Ekonomik Koordinasyon Kurulu'nun kamudaki taşeron işçilerinin kadroya alınmasına yönelik kararı, Çalışma Bakanının bu doğrultudaki açıklamaları ve hazırlanmakta olan torba kanun büyük umut oldu. Böyle bir yasa çıkarsa işçilerin bugüne kadar süren hak kayıpları en azından telafi edilecek.
Taşeron İşçilerin Mağduriyetinin Giderilmesi Lütuf Değildir
1982 Anayasasına göre sosyal hukuk devleti olması gereken devletimiz, uzun yıllardır pür liberal bir devlet modelini esas aldı. Çalışanları korumayı bir tarafa bırakan devlet, piyasanın egemenliğini ilan etmekle yetinmedi, bu yoldaki engelleri kaldırmayı da amaç edindi. Ekonomik olarak bazı katkılar sağlayan bu uygulamalar şimdi sosyal maliyet olarak kapımızda.
Taşeron işçiler meselesi de bu tablonun bugün görünen yüzü. Taşeron işçilerinin kadro talebi yasadışı kurulan iş ilişkisinin ortaya çıkardığı haklı bir taleptir, bir lütuf değildir. Taşeron sözleşmeleriyle işverenlerin insafına terk edilen, mağdur edilen geniş bir kitlelerin mağduriyetinin giderilmesi ve zaman geçirilmeden çözülmesi temel amaç olmalı.

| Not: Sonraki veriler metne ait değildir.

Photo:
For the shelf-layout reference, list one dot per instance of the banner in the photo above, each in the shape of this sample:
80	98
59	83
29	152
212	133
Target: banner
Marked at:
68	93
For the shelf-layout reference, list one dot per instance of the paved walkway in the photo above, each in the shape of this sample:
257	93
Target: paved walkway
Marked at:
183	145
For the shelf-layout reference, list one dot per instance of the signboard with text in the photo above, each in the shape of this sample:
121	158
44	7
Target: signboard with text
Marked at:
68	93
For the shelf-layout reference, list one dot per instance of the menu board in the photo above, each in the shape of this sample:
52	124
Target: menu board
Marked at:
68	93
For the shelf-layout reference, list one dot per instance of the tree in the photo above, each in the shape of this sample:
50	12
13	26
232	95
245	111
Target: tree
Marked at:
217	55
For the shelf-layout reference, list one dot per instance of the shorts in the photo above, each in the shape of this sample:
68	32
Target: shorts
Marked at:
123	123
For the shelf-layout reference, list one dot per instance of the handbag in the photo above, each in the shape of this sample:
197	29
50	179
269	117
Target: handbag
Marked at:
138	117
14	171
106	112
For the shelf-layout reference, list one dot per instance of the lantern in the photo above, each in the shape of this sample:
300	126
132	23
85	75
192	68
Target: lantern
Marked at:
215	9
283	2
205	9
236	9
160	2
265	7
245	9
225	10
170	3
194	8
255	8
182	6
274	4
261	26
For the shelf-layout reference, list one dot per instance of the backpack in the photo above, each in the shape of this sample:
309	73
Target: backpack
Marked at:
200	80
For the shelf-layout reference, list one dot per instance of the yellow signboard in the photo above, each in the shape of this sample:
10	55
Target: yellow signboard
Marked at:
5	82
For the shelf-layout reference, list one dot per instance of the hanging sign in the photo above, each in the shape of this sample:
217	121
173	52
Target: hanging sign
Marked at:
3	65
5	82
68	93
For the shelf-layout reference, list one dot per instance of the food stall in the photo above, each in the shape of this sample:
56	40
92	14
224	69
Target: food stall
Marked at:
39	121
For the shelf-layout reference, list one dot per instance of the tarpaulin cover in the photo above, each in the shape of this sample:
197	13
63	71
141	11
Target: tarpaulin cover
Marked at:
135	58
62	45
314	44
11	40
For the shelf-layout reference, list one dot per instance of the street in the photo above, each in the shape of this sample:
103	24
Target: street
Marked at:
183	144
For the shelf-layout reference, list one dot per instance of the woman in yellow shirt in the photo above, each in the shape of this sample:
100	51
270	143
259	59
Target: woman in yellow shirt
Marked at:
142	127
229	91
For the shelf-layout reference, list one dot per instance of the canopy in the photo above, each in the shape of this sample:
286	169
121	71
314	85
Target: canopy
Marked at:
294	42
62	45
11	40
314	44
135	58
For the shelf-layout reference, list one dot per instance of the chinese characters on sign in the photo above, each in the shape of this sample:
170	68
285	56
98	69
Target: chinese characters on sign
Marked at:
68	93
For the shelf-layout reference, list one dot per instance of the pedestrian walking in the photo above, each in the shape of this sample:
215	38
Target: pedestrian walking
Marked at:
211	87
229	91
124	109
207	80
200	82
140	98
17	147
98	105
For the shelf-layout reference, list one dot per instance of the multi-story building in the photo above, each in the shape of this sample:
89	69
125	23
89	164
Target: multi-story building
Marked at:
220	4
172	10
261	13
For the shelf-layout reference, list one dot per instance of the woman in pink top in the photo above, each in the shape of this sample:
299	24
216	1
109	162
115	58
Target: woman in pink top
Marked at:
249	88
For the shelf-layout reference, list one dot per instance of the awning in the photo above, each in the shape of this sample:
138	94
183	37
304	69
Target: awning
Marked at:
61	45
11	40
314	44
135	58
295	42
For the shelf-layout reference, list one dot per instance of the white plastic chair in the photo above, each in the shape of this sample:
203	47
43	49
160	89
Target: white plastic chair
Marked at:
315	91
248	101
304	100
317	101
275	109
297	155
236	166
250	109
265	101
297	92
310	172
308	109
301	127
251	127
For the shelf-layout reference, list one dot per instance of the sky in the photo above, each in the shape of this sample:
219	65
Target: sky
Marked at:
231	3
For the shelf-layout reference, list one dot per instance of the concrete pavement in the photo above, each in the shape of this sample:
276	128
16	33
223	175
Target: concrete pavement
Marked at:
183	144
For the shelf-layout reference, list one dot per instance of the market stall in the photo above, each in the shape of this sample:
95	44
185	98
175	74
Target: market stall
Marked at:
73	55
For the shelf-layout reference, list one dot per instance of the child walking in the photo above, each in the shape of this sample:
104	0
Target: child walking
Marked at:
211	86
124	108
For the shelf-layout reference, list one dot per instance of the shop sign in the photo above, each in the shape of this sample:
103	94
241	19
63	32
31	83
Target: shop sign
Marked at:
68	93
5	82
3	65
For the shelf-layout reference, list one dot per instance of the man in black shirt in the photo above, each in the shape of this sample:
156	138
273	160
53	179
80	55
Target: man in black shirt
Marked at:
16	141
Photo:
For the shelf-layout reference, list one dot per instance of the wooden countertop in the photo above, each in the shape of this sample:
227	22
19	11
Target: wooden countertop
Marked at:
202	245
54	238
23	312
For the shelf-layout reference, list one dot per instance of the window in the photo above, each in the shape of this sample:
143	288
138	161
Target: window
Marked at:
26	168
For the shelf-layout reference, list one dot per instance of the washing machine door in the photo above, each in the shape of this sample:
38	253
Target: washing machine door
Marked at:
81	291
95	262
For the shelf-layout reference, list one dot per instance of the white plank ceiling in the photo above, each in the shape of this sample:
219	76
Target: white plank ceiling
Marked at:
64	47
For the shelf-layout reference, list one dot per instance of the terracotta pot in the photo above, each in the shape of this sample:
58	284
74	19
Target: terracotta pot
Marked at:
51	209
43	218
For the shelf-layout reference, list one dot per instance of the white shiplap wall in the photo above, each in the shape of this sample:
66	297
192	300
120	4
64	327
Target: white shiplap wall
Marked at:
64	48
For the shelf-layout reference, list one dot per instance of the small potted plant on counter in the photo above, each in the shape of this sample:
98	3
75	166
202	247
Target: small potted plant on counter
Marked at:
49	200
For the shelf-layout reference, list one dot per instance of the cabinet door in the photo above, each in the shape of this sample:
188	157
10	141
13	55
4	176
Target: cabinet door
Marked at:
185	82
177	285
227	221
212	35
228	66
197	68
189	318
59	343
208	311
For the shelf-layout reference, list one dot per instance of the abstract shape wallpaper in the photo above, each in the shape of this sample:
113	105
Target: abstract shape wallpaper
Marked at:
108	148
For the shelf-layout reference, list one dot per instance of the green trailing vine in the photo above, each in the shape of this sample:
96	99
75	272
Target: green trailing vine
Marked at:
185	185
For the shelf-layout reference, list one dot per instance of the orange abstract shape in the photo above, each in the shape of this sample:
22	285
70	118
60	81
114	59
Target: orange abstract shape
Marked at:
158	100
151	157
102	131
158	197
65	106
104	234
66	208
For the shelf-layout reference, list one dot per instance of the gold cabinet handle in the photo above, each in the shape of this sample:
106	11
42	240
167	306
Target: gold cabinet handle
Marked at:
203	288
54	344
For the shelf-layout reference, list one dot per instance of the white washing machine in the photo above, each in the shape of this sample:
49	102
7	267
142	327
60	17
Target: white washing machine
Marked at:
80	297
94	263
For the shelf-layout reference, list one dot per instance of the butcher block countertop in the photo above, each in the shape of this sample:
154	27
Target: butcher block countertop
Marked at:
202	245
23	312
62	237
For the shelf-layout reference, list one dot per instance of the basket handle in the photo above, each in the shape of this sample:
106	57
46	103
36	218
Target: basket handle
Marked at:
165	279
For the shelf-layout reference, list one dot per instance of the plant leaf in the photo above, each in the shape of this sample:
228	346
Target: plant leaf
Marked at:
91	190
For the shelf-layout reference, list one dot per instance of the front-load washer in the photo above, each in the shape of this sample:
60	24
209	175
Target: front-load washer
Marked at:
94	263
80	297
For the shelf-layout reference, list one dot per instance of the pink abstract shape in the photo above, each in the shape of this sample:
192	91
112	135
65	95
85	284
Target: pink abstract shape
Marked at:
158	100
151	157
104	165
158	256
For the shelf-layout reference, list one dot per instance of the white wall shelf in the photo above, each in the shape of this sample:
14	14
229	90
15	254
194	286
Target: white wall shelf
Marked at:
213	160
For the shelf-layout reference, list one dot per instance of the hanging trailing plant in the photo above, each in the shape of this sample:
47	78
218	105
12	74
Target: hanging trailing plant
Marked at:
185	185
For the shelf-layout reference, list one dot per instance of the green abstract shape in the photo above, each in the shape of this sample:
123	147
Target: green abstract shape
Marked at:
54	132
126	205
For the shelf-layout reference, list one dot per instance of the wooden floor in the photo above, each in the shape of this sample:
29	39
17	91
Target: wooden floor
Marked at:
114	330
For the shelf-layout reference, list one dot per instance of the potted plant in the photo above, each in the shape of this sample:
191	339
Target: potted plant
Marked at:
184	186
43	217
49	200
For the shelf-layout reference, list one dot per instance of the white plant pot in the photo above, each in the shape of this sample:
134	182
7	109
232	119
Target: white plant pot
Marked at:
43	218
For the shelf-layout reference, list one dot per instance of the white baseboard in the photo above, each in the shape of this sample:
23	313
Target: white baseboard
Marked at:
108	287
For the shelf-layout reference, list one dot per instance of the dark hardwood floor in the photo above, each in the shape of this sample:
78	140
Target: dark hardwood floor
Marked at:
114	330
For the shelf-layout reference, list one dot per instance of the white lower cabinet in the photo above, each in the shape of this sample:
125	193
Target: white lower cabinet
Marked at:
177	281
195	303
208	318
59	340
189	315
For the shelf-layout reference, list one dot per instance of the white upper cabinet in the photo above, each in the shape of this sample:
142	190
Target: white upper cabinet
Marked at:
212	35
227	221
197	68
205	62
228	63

600 bin kamu işçisi için umut olacak yeni düzenlemenin özel sektör işyerlerini de kapsaması için ihale kanununda değişiklik yapma ihtiyacı göz ardı edilmemeli. Özellikle işçilik maliyetlerinde farklılık yaratan örgütlenme gibi hakların kullanılması pozitif ayrımcılık olarak değerlendirilmeli, işçisini iyi şartlarda çalıştıran işverenlere öncelik verilmeli. Aksi taktirde kirli rekabet dediğimiz, işçisini köleleştirenler, yoksulluğa mahkum edenlerin kazandığı dürüst işverenlerin kaybettiği bir düzeni inşa etmiş oluruz. Hatırlanacağı gibi her depremde kamu binalarının çökmesi tesadüf değildi. Çünkü en düşük fiyatı veren ihaleleri kazandı ve bizleri çok katlı mezarlarda yaşamaya mahkum etti. Aynı süreci burada yaşıyoruz. Taşeronluk sözleşmeleriyle belki kısa dönem karlar elde edildi, belki hizmetler işsizlik korkusuyla nispeten iyi yapıldı, ancak sosyal depremin temellerinin atıldığı göz ardı edildi.